Thursday, January 16, 2025

Software engineering flipped on its head.

Evolve your thinking into its optimal form: the sloth.

Home OpenSearch1. Getting Started [Series] Getting Started with ElasticSearch or OpenSearch

[Series] Getting Started with ElasticSearch or OpenSearch

by Trent
0 comments
opensearch vs elasticsearch featured image

Deciding between OpenSearch vs ElasticSearch can be daunting when starting a new project. Today’s article will cover when the AWS OpenSearch vs ElasticSearch fork began and what the search engines can be best used for. Finally, you’ll find some links that show you how to spin up a cluster of each type, which you can use when reading the plentiful supply of search related content on this very blog!

OpenSearch vs ElasticSearch: the Origin Story

Let’s be clear: ElasticSearch is the original technology. It was created by elastic.co and was an open source project that gained massive momentum in the search and observability space in the industry. However, all good things must come to an end.
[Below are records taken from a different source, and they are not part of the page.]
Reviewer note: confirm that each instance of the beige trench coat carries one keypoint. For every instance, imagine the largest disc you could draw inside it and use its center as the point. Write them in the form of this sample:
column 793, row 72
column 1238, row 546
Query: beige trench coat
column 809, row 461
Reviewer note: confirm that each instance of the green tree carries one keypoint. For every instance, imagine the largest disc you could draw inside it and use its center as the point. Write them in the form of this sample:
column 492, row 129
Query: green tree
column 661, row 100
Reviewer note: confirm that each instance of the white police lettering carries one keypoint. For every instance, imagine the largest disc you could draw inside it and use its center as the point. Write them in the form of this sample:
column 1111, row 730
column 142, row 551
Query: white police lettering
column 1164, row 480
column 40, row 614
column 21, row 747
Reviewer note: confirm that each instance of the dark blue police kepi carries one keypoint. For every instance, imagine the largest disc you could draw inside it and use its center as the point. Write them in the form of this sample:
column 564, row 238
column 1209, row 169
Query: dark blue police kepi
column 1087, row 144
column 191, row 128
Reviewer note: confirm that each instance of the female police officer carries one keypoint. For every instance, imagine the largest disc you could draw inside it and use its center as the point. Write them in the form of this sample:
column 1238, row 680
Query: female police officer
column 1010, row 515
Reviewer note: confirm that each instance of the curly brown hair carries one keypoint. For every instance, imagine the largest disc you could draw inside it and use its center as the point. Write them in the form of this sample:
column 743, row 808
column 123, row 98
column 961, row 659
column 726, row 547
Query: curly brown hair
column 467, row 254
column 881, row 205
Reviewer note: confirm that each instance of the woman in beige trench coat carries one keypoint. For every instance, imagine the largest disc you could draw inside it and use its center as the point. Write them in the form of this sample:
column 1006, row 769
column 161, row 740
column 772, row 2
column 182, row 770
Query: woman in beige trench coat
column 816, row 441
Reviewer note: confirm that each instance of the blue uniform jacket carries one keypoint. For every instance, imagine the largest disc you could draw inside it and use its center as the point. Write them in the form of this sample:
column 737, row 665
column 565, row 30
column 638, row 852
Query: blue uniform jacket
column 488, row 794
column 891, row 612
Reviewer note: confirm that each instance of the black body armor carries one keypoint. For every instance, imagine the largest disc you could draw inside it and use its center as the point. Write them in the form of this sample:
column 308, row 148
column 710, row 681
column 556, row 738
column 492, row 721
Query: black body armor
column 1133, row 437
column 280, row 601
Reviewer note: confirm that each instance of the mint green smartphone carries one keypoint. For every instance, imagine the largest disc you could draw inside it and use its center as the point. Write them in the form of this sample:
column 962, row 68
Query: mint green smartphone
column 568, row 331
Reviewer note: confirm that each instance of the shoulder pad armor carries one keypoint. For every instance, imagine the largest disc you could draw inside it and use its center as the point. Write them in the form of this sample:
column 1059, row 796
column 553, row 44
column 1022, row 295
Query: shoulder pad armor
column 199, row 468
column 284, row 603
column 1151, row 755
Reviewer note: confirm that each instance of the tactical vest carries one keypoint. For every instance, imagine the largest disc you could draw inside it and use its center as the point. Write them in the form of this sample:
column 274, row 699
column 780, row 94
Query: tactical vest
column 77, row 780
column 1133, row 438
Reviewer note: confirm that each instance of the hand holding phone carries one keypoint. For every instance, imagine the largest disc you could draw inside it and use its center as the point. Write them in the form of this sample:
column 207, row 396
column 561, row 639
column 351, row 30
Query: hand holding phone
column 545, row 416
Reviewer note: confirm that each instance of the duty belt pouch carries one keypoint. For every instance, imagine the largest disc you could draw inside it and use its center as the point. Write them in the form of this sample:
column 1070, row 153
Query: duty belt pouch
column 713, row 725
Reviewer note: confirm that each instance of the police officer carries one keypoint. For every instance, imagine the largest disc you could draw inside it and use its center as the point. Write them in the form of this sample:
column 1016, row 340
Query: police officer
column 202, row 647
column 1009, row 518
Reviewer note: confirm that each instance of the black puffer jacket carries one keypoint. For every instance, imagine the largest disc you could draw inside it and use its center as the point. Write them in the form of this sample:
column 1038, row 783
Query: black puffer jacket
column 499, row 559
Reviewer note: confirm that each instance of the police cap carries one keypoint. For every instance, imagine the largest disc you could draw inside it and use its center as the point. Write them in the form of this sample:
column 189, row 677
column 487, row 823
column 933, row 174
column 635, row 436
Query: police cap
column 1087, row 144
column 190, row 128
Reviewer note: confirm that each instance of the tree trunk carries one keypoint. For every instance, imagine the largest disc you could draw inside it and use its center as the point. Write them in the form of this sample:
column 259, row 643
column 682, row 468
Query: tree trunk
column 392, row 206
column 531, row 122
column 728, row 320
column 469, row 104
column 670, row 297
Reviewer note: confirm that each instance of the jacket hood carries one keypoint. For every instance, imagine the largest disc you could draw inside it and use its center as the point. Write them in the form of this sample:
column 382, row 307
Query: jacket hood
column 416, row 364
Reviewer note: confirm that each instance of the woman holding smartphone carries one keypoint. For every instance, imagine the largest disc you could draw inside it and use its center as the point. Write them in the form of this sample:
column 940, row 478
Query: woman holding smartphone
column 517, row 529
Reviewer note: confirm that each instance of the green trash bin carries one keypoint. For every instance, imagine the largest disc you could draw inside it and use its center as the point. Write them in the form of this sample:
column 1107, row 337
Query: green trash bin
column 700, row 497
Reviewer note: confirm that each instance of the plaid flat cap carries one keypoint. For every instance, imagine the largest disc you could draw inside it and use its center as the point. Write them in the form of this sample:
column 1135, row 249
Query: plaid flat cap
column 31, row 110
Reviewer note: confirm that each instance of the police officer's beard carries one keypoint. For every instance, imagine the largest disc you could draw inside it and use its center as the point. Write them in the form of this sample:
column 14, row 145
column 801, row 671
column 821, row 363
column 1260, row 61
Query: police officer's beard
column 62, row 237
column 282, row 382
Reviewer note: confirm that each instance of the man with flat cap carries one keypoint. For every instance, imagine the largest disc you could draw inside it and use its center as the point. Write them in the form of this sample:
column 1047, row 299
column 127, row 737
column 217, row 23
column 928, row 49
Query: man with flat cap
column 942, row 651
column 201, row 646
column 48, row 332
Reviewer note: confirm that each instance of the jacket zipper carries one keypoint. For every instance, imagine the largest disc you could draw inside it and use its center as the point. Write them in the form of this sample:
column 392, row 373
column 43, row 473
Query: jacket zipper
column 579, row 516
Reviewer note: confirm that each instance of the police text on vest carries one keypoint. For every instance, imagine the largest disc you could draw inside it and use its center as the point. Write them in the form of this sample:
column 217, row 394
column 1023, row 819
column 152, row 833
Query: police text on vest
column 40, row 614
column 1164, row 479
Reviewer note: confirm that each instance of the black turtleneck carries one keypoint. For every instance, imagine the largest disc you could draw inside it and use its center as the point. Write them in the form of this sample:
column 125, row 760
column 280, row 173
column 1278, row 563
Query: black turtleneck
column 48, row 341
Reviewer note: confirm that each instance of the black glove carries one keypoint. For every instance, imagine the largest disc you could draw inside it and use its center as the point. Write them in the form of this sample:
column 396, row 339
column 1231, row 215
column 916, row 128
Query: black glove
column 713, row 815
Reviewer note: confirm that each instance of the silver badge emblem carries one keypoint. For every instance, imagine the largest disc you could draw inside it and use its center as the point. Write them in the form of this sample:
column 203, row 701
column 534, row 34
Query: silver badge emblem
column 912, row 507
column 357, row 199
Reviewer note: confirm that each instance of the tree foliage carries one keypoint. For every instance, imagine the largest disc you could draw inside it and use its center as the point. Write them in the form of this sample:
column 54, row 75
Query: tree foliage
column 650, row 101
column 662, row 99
On January 21, 2021, elastic.co changed its licensing model and in doing so removed the joys of open sourcing from new versions of ElasticSearch and other products in the suite.

During this time Amazon Web Services (AWS) was offering hosted services of ElasticSearch on their platform. In the face of being slapped with a licensing wall while also seeing tremendous potential for the technology they decided to make a move by forking ElasticSearch into a new proprietary technology called AWS OpenSearch.

To hear the AWS side of the story, check out this AWS article.

ElasticSearch vs OpenSearch Functionality: What Do They Do?

ElasticSearch and OpenSearch are distributed search engines that are built using Apache Lucene.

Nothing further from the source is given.